High availability for regional external Application Load Balancers

This page describes how to configure a highly available deployment with regional external Application Load Balancers. To achieve high availability, deploy multiple individual regional external Application Load Balancers in regions that best support your application's traffic. This works because regional external Application Load Balancers in different regions are not only isolated from each other, they are also isolated from any global external Application Load Balancer or classic Application Load Balancer infrastructure running in the same region.

Use a Cloud DNS geolocation routing policy to route traffic to two or more load balancers in different regions. The policy routes traffic to the closest available region based on the origin of the client request. We also recommend that you use health checks so that Google Cloud can detect any regional outages and route traffic only to the healthy load balancers.

Here's a sample setup that shows two regional external Application Load Balancers in two different regions.

High availability with two regional external Application Load Balancers. — High availability with two regional external Application Load Balancers (click to enlarge).

The following sections describe a typical workflow with the different components involved in this configuration.

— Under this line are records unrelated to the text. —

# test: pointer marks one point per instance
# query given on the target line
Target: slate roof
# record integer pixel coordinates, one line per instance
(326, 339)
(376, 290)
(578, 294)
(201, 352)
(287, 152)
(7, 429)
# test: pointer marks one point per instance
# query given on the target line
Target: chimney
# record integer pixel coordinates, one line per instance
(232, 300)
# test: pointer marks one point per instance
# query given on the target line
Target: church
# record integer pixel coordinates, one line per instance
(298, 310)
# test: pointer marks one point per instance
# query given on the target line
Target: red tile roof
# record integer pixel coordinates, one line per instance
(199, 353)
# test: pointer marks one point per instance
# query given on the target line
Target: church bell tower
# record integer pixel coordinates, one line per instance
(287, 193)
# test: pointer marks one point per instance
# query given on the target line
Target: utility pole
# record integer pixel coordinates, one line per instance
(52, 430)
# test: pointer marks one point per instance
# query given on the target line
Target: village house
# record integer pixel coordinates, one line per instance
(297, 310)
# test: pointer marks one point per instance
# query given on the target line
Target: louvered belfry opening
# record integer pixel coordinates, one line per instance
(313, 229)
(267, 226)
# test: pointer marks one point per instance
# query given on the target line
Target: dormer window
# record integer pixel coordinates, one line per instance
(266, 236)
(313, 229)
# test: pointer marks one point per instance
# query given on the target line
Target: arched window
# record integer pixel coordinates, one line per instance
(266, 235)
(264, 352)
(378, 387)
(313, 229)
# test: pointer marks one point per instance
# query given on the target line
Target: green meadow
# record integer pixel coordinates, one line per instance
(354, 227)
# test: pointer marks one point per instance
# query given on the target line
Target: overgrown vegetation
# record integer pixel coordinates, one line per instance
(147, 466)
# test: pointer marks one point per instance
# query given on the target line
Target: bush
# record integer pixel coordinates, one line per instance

Use health checks to detect regional failures

Google Cloud uses health checks to detect whether your load balancers are healthy. You configure these health checks to send probes from three source regions. These three source regions must be representative of the regions from where your clients access the load balancers. For example, if you have a regional external Application Load Balancer with the majority of your client traffic originating from North America and Europe, you can have probes originating from two or more regions in North America and probes originating from two or more regions in Europe.

Additional notes:
- You must specify exactly three source regions when you create the health check. Only global health checks can specify source regions.
- HTTP, HTTPS, and TCP health checks are supported.
- The health check probes actually originate from a Point of Presence (PoP) on the internet within some small distance of the configured Google Cloud source region.
Route traffic to healthy load balancers

Google Cloud uses a Cloud DNS geolocation routing policy to steer traffic to the load balancers. When all the load balancers are healthy, Cloud DNS routes traffic to the load balancer that is geographically closest to the origin of the client request.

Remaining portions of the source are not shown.